Parshat Re’eh

In Parshat Re’eh Moshe is already focusing on how Bnei Yisrael should lead their lives when they settle in the land of Israel. In Chapter 12 Moshe commands them to destroy the altars of the previous idol worshiping nations. and how they will be able to gather to bring offerings together as a nation, to the place which Hashem will choose for them. Moshe then adds a curious  recommendation, that they should enjoy the pleasures of eating meat and says in verse 15   “However, thou may kill and eat flesh in all thy gates, as your soul desires, according to the blessing of Hashem which he has given you, the unclean and the clean may eat thereof, also of the roebuck, and the deer,” and a few sentences later “ When Hashem shall enlarge thy border, as he has promised you, and you will say, I would eat meat, as you have a desire to eat meat, and so to your heart’s desire, you can eat meat.” This is quite a refreshing interlude coming from Moshe, telling Bnei Yisrael to make sure from time to time to enjoy the pleasures of life (apologies to the vegetarians amongst you).

In the Talmud Chulin, we find that R Akiva is of the opinion, that till they arrived in Israel Bnei Yisrael were allowed to eat meat without needing shechita (ritual slaughter) but R Yishmael thinks that in the wilderness they were only allowed to eat meat as a part of the sacrificial procedure at the Tabernacle. Rashi tends toward R Yishmael’s opinion that in the desert they could only eat meat when bringing an offering, but once settled in the holy land they would be able to enjoy meat, even if unclean and not able to bring a sacrifice, and enjoy meat such as venison not used in sacrifices, and in addition because they will be spread out across the land it will not be practical to come up to Jerusalem every time they want to have a barbecue.

The Kli Yakar views this in a more spiritual sense of the focus on Jerusalem. Moshe realizes that when Bnei Yisrael are settled it will be difficult for many to travel to Jerusalem to enjoy meat and so Moshe is allowing them the pleasures of a good meal but to be aware at the back of their minds with thoughts of their spiritual home in Jerusalem. R S R Hirsch views the eating of meat as important to a sensible diet and quotes the Talmud “the Torah taught us “derech eretz” a man should eat meat to satisfy his appetite.

To be honest I am touching here on a very interesting and possibly sensitive topic. The first generations from Adam till Noah were vegetarians and only when Noah and his family left the ark after the destruction of the world, Hashem allowed them to eat meat. R S R Hirsch explains that it was necessary to allow meat after the flood as the agricultural land had been devastated and the tropical climate in the middle east would not produce enough food and so there was no more an abundance of fruit and vegetables. In addition, after the destruction of the temple the rabbis wanted to ban eating meat and drinking wine. but they realized that the it would not work in practice. So it could be that in an ideal world we will all be vegetarians but Moshe’s pronouncement here is possibly more interesting in the sense of saying to Bnei Yisrael when you get to the promised land, in addition to all the framework of Torah life I am laying out before you, you will be able to enjoy life and eat well.

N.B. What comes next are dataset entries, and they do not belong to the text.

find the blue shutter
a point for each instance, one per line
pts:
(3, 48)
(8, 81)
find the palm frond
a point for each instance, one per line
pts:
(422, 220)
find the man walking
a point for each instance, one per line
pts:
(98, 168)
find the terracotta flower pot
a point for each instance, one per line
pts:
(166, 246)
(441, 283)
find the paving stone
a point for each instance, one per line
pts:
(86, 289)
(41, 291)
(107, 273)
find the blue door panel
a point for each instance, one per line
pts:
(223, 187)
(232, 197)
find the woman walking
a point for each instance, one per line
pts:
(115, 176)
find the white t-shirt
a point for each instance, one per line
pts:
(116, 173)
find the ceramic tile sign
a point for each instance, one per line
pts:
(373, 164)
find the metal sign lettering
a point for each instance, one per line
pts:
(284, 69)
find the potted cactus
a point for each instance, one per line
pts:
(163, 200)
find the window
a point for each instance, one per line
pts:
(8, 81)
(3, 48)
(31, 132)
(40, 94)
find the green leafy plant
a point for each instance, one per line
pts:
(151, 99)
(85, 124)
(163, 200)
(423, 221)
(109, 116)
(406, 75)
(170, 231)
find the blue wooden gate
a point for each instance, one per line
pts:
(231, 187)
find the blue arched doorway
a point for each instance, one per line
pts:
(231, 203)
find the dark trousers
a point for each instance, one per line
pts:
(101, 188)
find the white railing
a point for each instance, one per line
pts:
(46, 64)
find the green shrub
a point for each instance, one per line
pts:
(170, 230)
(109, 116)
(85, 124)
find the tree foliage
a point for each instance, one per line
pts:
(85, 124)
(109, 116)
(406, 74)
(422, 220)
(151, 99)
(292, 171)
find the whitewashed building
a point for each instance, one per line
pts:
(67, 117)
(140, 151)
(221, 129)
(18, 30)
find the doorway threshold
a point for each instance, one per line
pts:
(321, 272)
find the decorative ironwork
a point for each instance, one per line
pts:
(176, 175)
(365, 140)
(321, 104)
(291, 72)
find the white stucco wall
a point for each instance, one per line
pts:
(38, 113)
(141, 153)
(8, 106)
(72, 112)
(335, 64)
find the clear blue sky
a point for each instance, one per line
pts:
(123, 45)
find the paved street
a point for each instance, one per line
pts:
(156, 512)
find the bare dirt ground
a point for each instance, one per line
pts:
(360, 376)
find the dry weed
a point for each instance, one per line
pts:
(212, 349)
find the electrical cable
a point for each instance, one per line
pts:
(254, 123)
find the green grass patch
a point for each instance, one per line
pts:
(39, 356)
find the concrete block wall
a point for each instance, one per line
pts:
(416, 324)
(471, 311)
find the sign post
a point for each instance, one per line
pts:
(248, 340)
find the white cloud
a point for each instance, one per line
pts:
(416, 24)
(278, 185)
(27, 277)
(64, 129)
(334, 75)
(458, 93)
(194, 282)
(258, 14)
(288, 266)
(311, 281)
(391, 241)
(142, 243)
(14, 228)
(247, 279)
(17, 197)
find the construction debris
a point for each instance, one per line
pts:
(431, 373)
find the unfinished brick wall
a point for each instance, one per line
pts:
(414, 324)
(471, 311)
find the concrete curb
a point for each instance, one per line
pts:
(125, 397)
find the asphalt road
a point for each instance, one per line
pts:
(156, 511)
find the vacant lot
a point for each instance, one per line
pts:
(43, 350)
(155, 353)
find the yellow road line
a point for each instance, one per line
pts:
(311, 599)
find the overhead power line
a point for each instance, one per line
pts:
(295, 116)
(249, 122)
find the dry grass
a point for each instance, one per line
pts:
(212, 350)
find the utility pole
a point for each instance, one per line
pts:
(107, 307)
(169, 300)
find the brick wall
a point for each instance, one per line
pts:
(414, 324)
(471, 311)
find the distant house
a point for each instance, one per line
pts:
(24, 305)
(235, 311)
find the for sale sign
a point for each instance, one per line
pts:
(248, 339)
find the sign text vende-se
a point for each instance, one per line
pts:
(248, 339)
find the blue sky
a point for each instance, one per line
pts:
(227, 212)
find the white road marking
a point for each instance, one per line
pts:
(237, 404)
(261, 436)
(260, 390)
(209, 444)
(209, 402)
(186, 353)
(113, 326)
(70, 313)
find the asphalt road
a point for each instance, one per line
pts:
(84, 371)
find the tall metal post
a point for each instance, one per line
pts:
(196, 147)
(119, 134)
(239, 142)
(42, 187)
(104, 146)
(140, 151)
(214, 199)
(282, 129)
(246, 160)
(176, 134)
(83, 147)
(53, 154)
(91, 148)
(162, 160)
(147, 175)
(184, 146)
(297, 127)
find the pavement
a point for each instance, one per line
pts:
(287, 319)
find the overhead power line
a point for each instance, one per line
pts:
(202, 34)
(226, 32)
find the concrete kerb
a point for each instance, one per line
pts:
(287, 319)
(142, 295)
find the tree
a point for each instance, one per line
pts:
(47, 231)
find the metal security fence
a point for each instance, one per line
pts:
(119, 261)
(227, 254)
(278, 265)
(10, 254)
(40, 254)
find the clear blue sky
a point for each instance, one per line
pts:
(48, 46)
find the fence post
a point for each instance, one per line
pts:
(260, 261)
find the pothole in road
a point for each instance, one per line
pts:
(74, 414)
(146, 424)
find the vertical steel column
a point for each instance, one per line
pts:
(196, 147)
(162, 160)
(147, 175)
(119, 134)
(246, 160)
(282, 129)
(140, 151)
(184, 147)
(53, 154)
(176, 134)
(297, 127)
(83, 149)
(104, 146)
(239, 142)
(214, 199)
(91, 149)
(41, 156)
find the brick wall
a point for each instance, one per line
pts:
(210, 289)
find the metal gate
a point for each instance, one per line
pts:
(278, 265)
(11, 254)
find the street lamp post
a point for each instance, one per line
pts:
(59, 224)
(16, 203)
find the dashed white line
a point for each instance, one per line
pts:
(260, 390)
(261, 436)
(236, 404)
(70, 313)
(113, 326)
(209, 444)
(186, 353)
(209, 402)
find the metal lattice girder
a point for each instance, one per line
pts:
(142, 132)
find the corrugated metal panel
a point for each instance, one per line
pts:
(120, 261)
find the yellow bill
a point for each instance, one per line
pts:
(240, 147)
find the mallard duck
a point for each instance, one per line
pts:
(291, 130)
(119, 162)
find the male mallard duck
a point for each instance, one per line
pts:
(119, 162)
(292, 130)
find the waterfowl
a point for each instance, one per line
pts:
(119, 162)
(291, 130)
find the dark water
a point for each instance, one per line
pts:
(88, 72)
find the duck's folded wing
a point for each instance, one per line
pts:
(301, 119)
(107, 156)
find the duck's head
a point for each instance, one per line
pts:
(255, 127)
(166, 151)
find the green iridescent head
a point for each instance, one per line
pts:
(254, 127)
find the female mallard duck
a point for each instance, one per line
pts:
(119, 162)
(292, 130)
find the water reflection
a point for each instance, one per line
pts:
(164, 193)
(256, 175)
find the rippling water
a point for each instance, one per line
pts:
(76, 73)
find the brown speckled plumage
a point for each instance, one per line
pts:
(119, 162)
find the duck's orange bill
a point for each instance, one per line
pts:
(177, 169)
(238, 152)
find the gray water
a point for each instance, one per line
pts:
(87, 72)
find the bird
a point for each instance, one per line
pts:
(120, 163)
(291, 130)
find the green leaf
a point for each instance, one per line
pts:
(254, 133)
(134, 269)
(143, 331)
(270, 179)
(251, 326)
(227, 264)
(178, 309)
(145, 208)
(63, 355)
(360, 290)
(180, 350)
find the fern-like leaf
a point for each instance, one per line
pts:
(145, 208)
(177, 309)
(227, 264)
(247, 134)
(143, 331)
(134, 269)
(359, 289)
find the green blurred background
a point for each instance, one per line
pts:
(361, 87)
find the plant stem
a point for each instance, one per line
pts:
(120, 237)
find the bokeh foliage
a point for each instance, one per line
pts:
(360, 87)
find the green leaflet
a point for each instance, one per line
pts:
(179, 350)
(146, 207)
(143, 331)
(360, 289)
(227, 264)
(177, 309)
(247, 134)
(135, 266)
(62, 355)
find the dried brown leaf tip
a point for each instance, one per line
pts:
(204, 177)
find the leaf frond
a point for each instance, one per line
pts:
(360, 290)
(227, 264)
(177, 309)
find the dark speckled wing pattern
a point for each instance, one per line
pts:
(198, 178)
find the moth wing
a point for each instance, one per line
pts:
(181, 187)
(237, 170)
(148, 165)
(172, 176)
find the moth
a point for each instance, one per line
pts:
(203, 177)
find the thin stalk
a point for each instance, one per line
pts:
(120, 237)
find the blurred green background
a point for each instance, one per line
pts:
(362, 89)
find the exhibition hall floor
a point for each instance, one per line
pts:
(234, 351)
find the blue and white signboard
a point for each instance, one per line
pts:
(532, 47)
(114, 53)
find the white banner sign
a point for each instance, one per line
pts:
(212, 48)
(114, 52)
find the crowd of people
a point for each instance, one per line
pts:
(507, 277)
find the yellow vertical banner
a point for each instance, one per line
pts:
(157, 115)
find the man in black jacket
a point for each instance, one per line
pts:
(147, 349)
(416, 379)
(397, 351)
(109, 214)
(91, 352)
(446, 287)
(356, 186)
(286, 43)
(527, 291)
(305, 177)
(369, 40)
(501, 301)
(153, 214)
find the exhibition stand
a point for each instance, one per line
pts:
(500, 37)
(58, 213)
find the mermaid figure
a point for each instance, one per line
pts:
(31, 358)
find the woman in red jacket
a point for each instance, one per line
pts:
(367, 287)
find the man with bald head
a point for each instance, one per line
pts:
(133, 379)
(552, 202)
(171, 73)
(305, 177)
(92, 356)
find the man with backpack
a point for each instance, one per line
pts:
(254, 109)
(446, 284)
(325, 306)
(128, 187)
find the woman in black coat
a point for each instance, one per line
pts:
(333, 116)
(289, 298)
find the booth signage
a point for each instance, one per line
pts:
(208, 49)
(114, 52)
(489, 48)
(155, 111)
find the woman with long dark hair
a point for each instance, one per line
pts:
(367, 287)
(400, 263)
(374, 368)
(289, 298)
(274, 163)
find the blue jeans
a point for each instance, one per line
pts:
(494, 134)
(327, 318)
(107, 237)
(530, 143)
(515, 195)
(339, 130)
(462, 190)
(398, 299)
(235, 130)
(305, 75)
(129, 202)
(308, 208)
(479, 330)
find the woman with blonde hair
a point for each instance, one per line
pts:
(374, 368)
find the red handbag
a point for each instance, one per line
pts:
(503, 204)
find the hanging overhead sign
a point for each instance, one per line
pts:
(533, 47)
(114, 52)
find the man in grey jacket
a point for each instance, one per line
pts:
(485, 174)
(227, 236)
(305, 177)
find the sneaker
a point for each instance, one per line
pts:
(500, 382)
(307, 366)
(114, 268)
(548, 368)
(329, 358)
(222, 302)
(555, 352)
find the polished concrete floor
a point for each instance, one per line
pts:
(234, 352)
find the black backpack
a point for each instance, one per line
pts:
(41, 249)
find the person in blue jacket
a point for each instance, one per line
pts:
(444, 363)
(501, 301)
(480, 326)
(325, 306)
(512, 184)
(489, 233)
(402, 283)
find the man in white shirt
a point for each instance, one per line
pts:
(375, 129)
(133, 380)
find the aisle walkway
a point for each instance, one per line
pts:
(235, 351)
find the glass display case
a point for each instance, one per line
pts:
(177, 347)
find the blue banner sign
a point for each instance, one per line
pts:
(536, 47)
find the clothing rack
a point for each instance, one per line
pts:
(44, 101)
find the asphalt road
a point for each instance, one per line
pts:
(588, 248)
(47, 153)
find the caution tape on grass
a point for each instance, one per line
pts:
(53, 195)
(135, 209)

Last week one of my cousins, Nico Fridman from deepest Argentina (Mendoza) came on a Taglit tour of Israel. His mother was very concerned with all the news they get about the dangers in this country, and so he was in complete wonder at our wonderful country and open society. He was particularly amazed at the freedom and safety of walking around everywhere, whereas in Argentina he is very careful not to go out alone and certainly would not carry his camera openly. He particularly enjoyed our trip to Shikun Hatikva to Shemesh one of the restaurants where we were able to fulfill Moshe’s promise to have the pleasure of eating good meat in Israel.